Second Month FEBRUARY, 1967

Before the latter part of the second month it is not possible, from ordinary observation, to determine whether the embryo is of a human being or a dog.

But after the first eight weeks, it takes on the unmistakable semblance of humanity.

By now it is no longer an embryo.

It is a fetus.

Third Month MARCH, 1967

The eyes are no longer on the sides of the head but have approached each other. Tiny slits mark the ears and nostrils, a larger slit marks the mouth. The forehead has grotvn massive. The upper limbs show fingers, wrists, forearms. The internal reproductive organs can now be distinguished as to sex.

Fourth Month APRIL, 1967

During this period the abdomen develops with notable rapidity, reducing the disproportion between the head and the rest of the fetus.

Hair emerges on the head.

The mother begins to feel the stir of her little parasite.

Fifth Month MAY, 1967

The halfway stage of the pregnancy finds the lower portion of the fetus’s abdomen enlarging proportionately, and the legs beginning to catch up.

The mother is note very much aware of what she is bearing. Its arms and legs are in frequent vigorous motion in her body.

Ellery had had his study done over in driftwood paneling, a choice that had seemed inspired at the time. The pitted and irregularly furrowed surface looked as if it had been clawed by the tides of years, and it was artistically stained a salty sea-foam gray.
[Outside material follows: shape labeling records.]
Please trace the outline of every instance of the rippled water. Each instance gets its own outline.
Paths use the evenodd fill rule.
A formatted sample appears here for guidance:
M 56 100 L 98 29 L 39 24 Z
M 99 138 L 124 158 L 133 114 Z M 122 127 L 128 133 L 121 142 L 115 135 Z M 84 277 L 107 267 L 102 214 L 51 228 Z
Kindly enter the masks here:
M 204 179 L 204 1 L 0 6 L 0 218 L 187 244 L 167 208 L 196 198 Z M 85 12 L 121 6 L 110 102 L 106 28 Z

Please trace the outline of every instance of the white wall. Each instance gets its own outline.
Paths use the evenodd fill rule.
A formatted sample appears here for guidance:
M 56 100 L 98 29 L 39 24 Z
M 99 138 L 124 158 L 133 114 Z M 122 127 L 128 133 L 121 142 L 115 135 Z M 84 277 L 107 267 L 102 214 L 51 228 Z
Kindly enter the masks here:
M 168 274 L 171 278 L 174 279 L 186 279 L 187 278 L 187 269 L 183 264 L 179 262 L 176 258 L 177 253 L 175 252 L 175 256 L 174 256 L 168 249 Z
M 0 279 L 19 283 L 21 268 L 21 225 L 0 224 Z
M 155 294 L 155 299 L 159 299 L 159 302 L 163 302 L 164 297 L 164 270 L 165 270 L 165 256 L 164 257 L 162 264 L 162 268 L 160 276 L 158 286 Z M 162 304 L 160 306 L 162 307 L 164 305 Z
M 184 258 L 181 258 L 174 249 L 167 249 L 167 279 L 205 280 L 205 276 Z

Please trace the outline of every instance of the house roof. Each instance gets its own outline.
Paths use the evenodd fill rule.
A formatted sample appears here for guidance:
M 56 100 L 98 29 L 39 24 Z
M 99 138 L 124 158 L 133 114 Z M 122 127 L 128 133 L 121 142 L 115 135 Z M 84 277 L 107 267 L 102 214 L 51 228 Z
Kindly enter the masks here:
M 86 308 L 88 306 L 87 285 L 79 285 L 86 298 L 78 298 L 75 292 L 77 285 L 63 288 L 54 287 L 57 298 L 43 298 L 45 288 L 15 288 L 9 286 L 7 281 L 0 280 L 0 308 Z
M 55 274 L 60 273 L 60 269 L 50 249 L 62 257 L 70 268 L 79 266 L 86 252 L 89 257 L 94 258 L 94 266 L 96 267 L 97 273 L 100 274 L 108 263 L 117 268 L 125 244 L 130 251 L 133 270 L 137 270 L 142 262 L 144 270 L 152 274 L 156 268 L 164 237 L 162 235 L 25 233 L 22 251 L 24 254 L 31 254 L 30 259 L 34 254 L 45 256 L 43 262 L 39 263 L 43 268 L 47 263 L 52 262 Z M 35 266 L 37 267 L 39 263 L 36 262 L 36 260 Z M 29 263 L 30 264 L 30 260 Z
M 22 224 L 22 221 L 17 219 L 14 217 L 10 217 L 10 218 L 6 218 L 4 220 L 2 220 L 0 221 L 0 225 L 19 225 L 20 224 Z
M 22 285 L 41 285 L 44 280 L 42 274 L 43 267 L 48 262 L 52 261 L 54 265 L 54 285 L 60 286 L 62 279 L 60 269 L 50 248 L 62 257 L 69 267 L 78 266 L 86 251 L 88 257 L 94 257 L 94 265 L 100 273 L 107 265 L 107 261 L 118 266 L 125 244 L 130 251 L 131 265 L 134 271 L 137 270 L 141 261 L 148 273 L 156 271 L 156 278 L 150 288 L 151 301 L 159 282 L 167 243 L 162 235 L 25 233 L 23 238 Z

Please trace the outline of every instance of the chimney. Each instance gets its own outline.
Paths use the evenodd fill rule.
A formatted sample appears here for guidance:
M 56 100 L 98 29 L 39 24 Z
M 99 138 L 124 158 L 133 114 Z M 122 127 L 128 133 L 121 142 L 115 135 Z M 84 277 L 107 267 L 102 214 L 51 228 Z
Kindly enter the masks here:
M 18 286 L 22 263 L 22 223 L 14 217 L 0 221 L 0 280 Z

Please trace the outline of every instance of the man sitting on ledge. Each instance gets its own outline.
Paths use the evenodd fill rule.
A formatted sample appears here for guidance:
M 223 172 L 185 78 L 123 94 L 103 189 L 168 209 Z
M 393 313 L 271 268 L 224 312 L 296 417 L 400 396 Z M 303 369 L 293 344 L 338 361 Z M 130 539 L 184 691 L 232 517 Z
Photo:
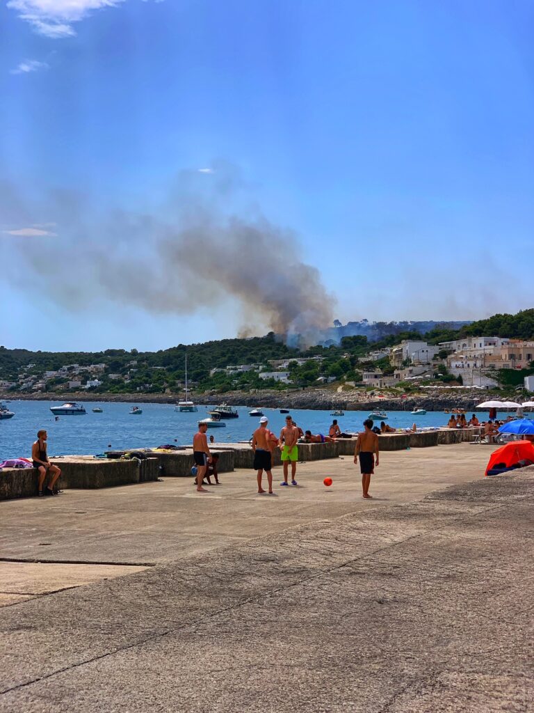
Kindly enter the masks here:
M 312 436 L 311 431 L 307 431 L 304 435 L 304 441 L 307 443 L 333 443 L 335 438 L 332 438 L 330 436 L 323 436 L 323 434 L 318 434 L 316 436 Z

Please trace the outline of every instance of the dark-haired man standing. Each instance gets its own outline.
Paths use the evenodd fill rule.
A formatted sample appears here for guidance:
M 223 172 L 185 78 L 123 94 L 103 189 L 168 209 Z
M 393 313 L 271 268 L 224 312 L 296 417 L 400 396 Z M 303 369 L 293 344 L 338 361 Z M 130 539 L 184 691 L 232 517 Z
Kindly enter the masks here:
M 375 472 L 375 466 L 378 465 L 378 436 L 372 431 L 373 424 L 370 419 L 364 421 L 363 425 L 365 430 L 358 434 L 356 449 L 354 452 L 354 462 L 357 464 L 360 456 L 363 497 L 367 499 L 371 498 L 369 494 L 371 476 Z

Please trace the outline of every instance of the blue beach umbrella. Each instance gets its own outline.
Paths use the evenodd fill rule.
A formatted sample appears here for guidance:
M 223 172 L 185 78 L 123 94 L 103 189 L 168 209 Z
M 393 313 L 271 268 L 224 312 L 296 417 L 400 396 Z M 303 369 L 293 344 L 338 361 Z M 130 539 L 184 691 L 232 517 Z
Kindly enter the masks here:
M 529 419 L 520 419 L 518 421 L 511 421 L 508 424 L 503 424 L 499 429 L 501 434 L 534 434 L 534 421 Z

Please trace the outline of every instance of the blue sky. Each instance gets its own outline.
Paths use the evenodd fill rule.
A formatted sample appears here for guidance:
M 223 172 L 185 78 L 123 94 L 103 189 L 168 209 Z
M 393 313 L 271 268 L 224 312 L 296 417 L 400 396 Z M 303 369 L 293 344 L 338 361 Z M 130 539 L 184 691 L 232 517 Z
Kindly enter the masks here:
M 128 254 L 103 225 L 179 222 L 184 175 L 205 205 L 229 173 L 217 210 L 294 233 L 342 321 L 532 307 L 533 20 L 491 0 L 0 2 L 0 343 L 235 336 L 242 299 L 193 285 L 190 309 L 147 309 L 86 267 L 126 241 L 117 269 L 142 291 L 150 239 Z

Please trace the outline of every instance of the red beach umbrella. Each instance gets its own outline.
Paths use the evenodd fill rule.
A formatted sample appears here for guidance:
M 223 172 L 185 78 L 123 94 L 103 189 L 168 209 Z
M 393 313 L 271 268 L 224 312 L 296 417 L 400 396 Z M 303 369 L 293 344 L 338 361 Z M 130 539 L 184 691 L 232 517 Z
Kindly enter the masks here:
M 521 461 L 527 461 L 534 463 L 534 444 L 530 441 L 513 441 L 498 448 L 491 453 L 485 475 L 488 471 L 495 468 L 497 464 L 502 467 L 510 468 L 516 466 Z

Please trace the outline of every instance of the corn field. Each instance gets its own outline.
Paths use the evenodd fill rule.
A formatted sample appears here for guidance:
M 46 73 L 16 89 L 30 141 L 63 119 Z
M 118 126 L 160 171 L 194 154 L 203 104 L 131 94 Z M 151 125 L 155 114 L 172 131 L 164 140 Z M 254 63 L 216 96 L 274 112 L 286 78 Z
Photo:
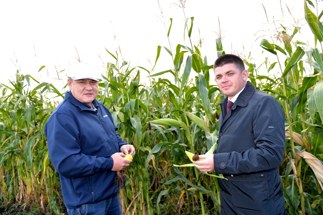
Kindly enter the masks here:
M 267 56 L 263 63 L 256 65 L 250 55 L 244 59 L 249 80 L 276 98 L 284 111 L 286 148 L 279 169 L 290 214 L 323 214 L 323 11 L 317 13 L 317 7 L 304 2 L 304 17 L 312 33 L 308 39 L 314 38 L 315 47 L 293 41 L 300 28 L 291 31 L 282 26 L 283 39 L 260 42 Z M 223 179 L 194 167 L 173 165 L 190 163 L 185 151 L 205 154 L 216 142 L 217 105 L 225 97 L 210 84 L 215 59 L 207 59 L 198 44 L 192 45 L 194 17 L 185 20 L 186 44 L 157 47 L 155 65 L 166 51 L 172 69 L 154 73 L 153 68 L 131 68 L 120 62 L 117 52 L 107 50 L 111 59 L 107 62 L 113 62 L 106 65 L 97 98 L 110 110 L 121 138 L 136 149 L 121 191 L 125 214 L 220 214 L 217 180 Z M 168 37 L 172 22 L 166 26 Z M 226 49 L 221 37 L 216 43 L 218 56 Z M 149 74 L 150 84 L 141 84 L 143 70 Z M 160 77 L 166 74 L 171 78 Z M 43 132 L 64 90 L 18 70 L 16 79 L 1 83 L 0 89 L 0 205 L 15 203 L 60 214 L 59 176 Z

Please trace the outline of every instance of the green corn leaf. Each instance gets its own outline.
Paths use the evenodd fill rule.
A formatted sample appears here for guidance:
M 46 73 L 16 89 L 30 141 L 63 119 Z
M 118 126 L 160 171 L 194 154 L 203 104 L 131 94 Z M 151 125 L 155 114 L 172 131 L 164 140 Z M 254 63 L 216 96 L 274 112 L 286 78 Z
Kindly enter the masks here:
M 191 70 L 192 69 L 192 56 L 190 55 L 187 57 L 186 60 L 186 64 L 185 65 L 185 68 L 184 70 L 184 73 L 182 77 L 182 82 L 181 85 L 181 89 L 180 90 L 180 93 L 181 92 L 185 86 L 188 80 L 188 77 L 191 74 Z
M 203 65 L 202 58 L 196 53 L 192 55 L 192 68 L 197 73 L 199 73 L 202 70 Z
M 115 59 L 117 60 L 118 60 L 118 58 L 117 58 L 116 57 L 116 56 L 115 56 L 114 55 L 113 55 L 113 54 L 112 54 L 112 53 L 111 53 L 111 52 L 109 52 L 109 51 L 108 51 L 108 49 L 107 49 L 106 48 L 104 48 L 105 49 L 105 50 L 106 50 L 108 52 L 108 53 L 109 53 L 109 54 L 111 55 L 111 56 L 112 56 L 112 57 L 113 57 L 113 58 L 114 58 Z
M 284 72 L 283 73 L 283 75 L 282 75 L 282 77 L 285 77 L 287 75 L 287 74 L 292 68 L 292 67 L 294 66 L 295 64 L 298 63 L 305 54 L 305 52 L 302 49 L 302 48 L 299 46 L 297 47 L 296 48 L 296 51 L 293 54 L 291 57 L 288 61 L 287 65 L 286 65 L 285 69 L 284 71 Z
M 312 123 L 314 120 L 314 116 L 316 110 L 316 105 L 314 97 L 314 89 L 309 89 L 307 90 L 307 102 L 308 105 L 308 112 L 311 117 Z
M 209 90 L 206 88 L 206 82 L 203 75 L 199 74 L 199 93 L 201 96 L 202 104 L 205 113 L 205 118 L 208 122 L 210 119 L 210 101 Z
M 207 130 L 206 127 L 206 124 L 203 119 L 202 119 L 200 117 L 196 116 L 195 115 L 190 112 L 185 112 L 187 114 L 189 118 L 197 125 L 200 128 L 203 129 L 204 131 Z
M 263 39 L 260 41 L 260 47 L 268 51 L 271 53 L 272 53 L 275 55 L 277 55 L 277 52 L 275 51 L 274 46 L 270 44 L 268 41 L 266 39 Z
M 321 22 L 318 19 L 318 17 L 308 8 L 306 4 L 308 1 L 304 1 L 304 9 L 305 11 L 305 19 L 308 24 L 312 32 L 314 34 L 315 38 L 320 42 L 323 41 L 323 36 L 322 36 L 321 29 L 323 28 L 323 26 Z
M 133 117 L 130 118 L 130 120 L 132 126 L 136 129 L 137 144 L 138 144 L 138 147 L 140 147 L 141 145 L 142 136 L 141 126 L 140 119 L 137 115 L 135 115 L 133 116 Z
M 323 121 L 323 81 L 318 81 L 315 84 L 314 94 L 318 111 L 321 120 Z
M 319 71 L 323 72 L 323 61 L 322 60 L 321 54 L 317 48 L 315 48 L 313 49 L 313 55 L 315 58 L 316 63 L 317 64 L 319 68 Z
M 157 73 L 153 74 L 152 75 L 151 75 L 150 76 L 150 77 L 153 77 L 154 76 L 160 76 L 161 75 L 162 75 L 163 74 L 164 74 L 165 73 L 167 73 L 167 72 L 170 72 L 174 76 L 175 75 L 175 74 L 174 73 L 174 72 L 171 70 L 169 69 L 169 70 L 166 70 L 165 71 L 162 71 L 162 72 L 157 72 Z M 149 77 L 149 76 L 148 77 Z
M 169 36 L 169 33 L 171 32 L 171 28 L 172 27 L 172 24 L 173 23 L 173 18 L 170 18 L 169 20 L 171 20 L 171 25 L 169 26 L 169 27 L 168 28 L 168 31 L 167 32 L 167 37 L 168 37 Z

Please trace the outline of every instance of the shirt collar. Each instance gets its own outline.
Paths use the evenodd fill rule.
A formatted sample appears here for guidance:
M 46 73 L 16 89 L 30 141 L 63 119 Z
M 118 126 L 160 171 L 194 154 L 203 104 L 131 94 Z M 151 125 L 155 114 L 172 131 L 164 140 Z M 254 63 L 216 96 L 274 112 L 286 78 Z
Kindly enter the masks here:
M 237 93 L 236 94 L 235 96 L 233 97 L 232 98 L 231 100 L 229 99 L 229 97 L 228 97 L 228 101 L 231 101 L 234 103 L 234 102 L 235 101 L 235 100 L 237 100 L 237 98 L 238 98 L 238 97 L 239 96 L 239 95 L 240 95 L 240 94 L 242 92 L 242 91 L 244 89 L 245 89 L 245 87 L 244 87 L 243 88 L 242 88 L 242 89 L 240 90 L 240 92 L 239 92 L 238 93 Z

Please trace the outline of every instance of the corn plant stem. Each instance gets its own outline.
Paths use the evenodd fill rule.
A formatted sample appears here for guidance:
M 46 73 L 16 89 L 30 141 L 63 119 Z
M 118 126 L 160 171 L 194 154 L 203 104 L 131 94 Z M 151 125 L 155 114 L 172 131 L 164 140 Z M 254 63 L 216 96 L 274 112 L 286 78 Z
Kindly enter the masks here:
M 278 56 L 276 55 L 277 57 L 277 59 L 278 61 L 278 64 L 279 65 L 279 67 L 280 68 L 280 70 L 281 71 L 282 74 L 283 73 L 283 70 L 282 69 L 281 65 L 280 64 L 280 63 L 279 62 L 279 59 L 278 58 Z M 285 96 L 287 96 L 286 95 L 286 88 L 285 86 L 285 81 L 284 81 L 284 79 L 283 78 L 282 78 L 282 81 L 283 83 L 283 89 L 284 93 L 284 95 Z M 286 100 L 285 102 L 284 102 L 284 104 L 285 106 L 285 112 L 286 114 L 286 118 L 287 118 L 287 121 L 288 122 L 288 125 L 290 125 L 291 124 L 291 122 L 290 120 L 290 118 L 289 116 L 289 109 L 288 108 L 287 105 L 287 100 Z M 292 126 L 290 126 L 289 127 L 289 132 L 290 133 L 290 143 L 291 147 L 292 148 L 292 151 L 293 152 L 293 157 L 294 158 L 294 160 L 295 161 L 295 165 L 296 166 L 297 169 L 300 169 L 301 165 L 299 164 L 299 166 L 298 165 L 297 163 L 296 159 L 296 155 L 295 153 L 295 147 L 294 144 L 294 141 L 293 140 L 293 127 Z M 297 175 L 299 174 L 300 174 L 300 171 L 297 171 Z M 299 172 L 299 173 L 298 173 Z M 301 180 L 299 180 L 300 183 L 299 184 L 297 184 L 297 185 L 299 184 L 298 186 L 299 190 L 299 192 L 300 194 L 301 194 L 303 193 L 303 187 L 302 185 Z M 304 198 L 304 197 L 303 196 L 301 196 L 301 206 L 302 209 L 302 211 L 303 212 L 304 212 L 305 211 L 305 201 Z
M 185 117 L 186 119 L 186 120 L 187 121 L 187 118 Z M 194 145 L 193 141 L 194 138 L 193 137 L 193 134 L 192 134 L 192 137 L 191 137 L 191 141 L 192 143 L 191 144 L 191 151 L 192 153 L 195 153 L 195 146 Z M 199 179 L 199 173 L 197 171 L 197 169 L 196 167 L 194 167 L 194 171 L 195 172 L 195 175 L 196 177 L 196 181 L 197 182 L 197 185 L 198 186 L 200 186 L 201 185 L 201 182 L 200 181 Z M 205 210 L 204 209 L 204 202 L 203 201 L 203 194 L 202 193 L 201 191 L 199 191 L 199 193 L 200 194 L 200 201 L 201 202 L 201 210 L 202 210 L 202 215 L 205 215 Z

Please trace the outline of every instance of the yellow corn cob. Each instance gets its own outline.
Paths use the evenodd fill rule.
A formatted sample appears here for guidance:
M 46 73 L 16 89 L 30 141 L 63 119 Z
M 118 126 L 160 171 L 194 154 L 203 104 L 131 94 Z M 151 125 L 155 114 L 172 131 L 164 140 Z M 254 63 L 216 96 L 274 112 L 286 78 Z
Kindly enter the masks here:
M 123 157 L 123 158 L 125 158 L 126 159 L 128 159 L 128 160 L 132 160 L 132 156 L 130 154 L 128 154 L 125 157 Z

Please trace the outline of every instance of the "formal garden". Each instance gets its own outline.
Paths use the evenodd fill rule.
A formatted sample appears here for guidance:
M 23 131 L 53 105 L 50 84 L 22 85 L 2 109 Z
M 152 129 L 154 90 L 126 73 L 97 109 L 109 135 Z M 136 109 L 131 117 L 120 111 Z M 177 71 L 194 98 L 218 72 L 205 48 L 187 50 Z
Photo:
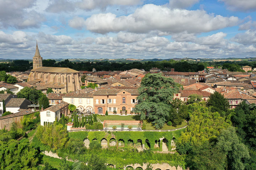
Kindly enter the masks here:
M 171 79 L 156 76 L 156 80 L 174 83 Z M 143 82 L 142 84 L 144 88 Z M 140 91 L 143 94 L 144 91 Z M 166 96 L 164 91 L 160 93 Z M 43 126 L 39 125 L 38 113 L 24 116 L 20 122 L 14 122 L 10 130 L 0 130 L 0 169 L 121 170 L 127 167 L 141 170 L 146 165 L 148 167 L 143 169 L 148 170 L 157 163 L 183 170 L 187 167 L 192 170 L 255 169 L 255 105 L 244 101 L 230 109 L 227 100 L 217 92 L 211 94 L 207 102 L 200 96 L 191 97 L 186 102 L 170 98 L 168 106 L 163 99 L 155 105 L 150 101 L 152 97 L 146 97 L 146 102 L 138 104 L 141 104 L 138 109 L 144 107 L 141 111 L 148 113 L 147 117 L 140 115 L 140 120 L 144 124 L 150 123 L 154 129 L 164 128 L 169 121 L 172 123 L 169 125 L 177 128 L 184 120 L 187 121 L 186 128 L 173 131 L 68 132 L 66 124 L 72 118 L 63 117 Z M 149 107 L 152 107 L 150 110 Z M 163 110 L 168 114 L 161 115 Z M 112 116 L 96 119 L 101 121 L 108 117 L 115 120 Z M 133 116 L 116 119 L 136 120 L 137 118 Z M 76 126 L 84 124 L 94 126 L 99 123 L 94 122 L 95 118 L 92 116 L 83 120 L 76 115 L 73 118 Z

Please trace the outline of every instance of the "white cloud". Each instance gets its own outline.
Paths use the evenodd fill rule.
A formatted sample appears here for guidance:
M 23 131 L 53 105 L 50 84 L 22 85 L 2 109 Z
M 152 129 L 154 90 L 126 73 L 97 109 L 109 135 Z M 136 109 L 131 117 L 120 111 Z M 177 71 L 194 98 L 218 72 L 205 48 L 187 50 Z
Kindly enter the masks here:
M 245 45 L 256 45 L 256 30 L 249 30 L 238 34 L 231 40 Z
M 35 5 L 35 0 L 0 0 L 0 27 L 18 29 L 38 28 L 45 20 L 34 10 L 27 10 Z
M 248 30 L 251 29 L 256 29 L 256 21 L 249 21 L 246 23 L 239 26 L 239 30 Z
M 192 6 L 200 0 L 170 0 L 169 4 L 172 8 L 186 8 Z
M 188 33 L 208 32 L 236 25 L 238 18 L 207 14 L 203 10 L 170 9 L 147 4 L 128 16 L 117 17 L 108 13 L 93 15 L 85 21 L 87 30 L 105 34 L 121 31 L 147 33 L 158 30 L 169 33 L 187 31 Z
M 218 0 L 223 2 L 231 11 L 249 11 L 256 10 L 255 0 Z
M 90 11 L 95 9 L 105 10 L 108 6 L 131 6 L 141 4 L 142 0 L 82 0 L 72 2 L 68 0 L 53 1 L 46 11 L 53 13 L 72 12 L 76 9 Z
M 85 20 L 81 17 L 76 17 L 69 21 L 70 27 L 78 29 L 82 29 L 85 24 Z

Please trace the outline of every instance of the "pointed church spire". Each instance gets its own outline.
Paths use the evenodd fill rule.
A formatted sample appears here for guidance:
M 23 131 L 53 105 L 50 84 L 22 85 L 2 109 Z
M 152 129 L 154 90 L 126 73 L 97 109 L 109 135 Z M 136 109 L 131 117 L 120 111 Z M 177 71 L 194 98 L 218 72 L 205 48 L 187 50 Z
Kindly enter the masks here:
M 39 53 L 39 50 L 38 49 L 38 46 L 37 46 L 37 46 L 36 47 L 36 53 L 35 53 L 34 57 L 41 57 Z

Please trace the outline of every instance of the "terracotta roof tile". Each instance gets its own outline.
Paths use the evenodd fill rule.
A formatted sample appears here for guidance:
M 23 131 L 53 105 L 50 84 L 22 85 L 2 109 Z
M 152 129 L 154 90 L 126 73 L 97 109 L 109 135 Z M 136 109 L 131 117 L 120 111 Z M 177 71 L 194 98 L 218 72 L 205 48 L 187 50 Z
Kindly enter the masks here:
M 69 103 L 66 102 L 65 102 L 64 101 L 62 101 L 60 103 L 55 105 L 53 105 L 52 106 L 51 106 L 50 107 L 47 108 L 46 109 L 44 110 L 50 110 L 52 112 L 55 112 L 62 108 L 64 107 L 67 106 L 69 105 Z M 41 111 L 41 112 L 42 111 Z
M 46 72 L 49 73 L 78 73 L 79 72 L 69 68 L 63 67 L 40 67 L 33 69 L 31 72 Z

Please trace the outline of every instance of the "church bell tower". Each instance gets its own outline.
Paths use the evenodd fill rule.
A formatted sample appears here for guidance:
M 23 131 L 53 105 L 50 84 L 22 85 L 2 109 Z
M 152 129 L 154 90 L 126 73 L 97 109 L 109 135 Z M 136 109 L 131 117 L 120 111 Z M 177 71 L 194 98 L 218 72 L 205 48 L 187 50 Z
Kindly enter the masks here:
M 41 56 L 40 56 L 40 53 L 39 53 L 39 50 L 38 49 L 38 46 L 37 46 L 37 41 L 36 53 L 35 53 L 35 55 L 33 57 L 33 69 L 43 66 L 42 63 L 42 60 L 43 58 L 41 57 Z

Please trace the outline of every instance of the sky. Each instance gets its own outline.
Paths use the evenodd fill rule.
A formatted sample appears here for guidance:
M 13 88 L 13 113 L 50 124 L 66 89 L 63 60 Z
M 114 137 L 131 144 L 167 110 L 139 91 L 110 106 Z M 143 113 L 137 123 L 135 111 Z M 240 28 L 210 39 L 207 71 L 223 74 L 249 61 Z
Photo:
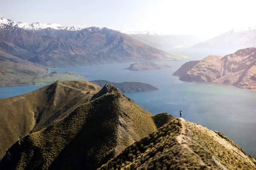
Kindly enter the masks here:
M 214 37 L 256 26 L 256 0 L 0 0 L 0 15 L 29 23 Z

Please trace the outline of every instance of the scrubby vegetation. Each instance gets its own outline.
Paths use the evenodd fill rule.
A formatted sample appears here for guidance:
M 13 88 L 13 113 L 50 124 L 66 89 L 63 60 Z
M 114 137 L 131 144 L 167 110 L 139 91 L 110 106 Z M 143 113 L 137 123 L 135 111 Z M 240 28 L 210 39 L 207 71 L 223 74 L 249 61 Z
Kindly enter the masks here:
M 46 128 L 101 88 L 85 81 L 58 81 L 32 92 L 0 99 L 0 159 L 21 138 Z
M 8 150 L 0 168 L 95 169 L 156 131 L 152 114 L 116 89 L 22 138 Z

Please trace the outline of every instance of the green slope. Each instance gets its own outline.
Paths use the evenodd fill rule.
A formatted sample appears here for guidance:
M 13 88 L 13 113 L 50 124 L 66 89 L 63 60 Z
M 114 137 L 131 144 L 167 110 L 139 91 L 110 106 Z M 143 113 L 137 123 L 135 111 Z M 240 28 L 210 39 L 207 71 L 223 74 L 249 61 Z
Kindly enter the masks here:
M 17 142 L 0 168 L 95 169 L 157 130 L 151 113 L 109 86 L 64 118 Z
Contemplating it, he could feel the rise and fall of his floor and little imaginary stings on his cheeks. With the air conditioner set to maximum, it was very hard to keep reminding himself that he was not on the deck of a pleasure craft plowing up the Sound.

This proved a serious deterrent to the requirements of reality. The conversion of his workaday walls had altered his environment to the critical point, turning a functional study in an ordinary Manhattan apartment into a playful distraction. Ellery had always held that, for the most efficient use of time and the maintenance of a schedule, a writer required above all things a working atmosphere of familiar discomfort. One should never change so much as the Model T pencil sharpener on the windowsill. The very grime around the ratholes was an encouragement to labor. In the ancient metaphor, the creative flame burned brightest in dark and dusty garrets; and so forth.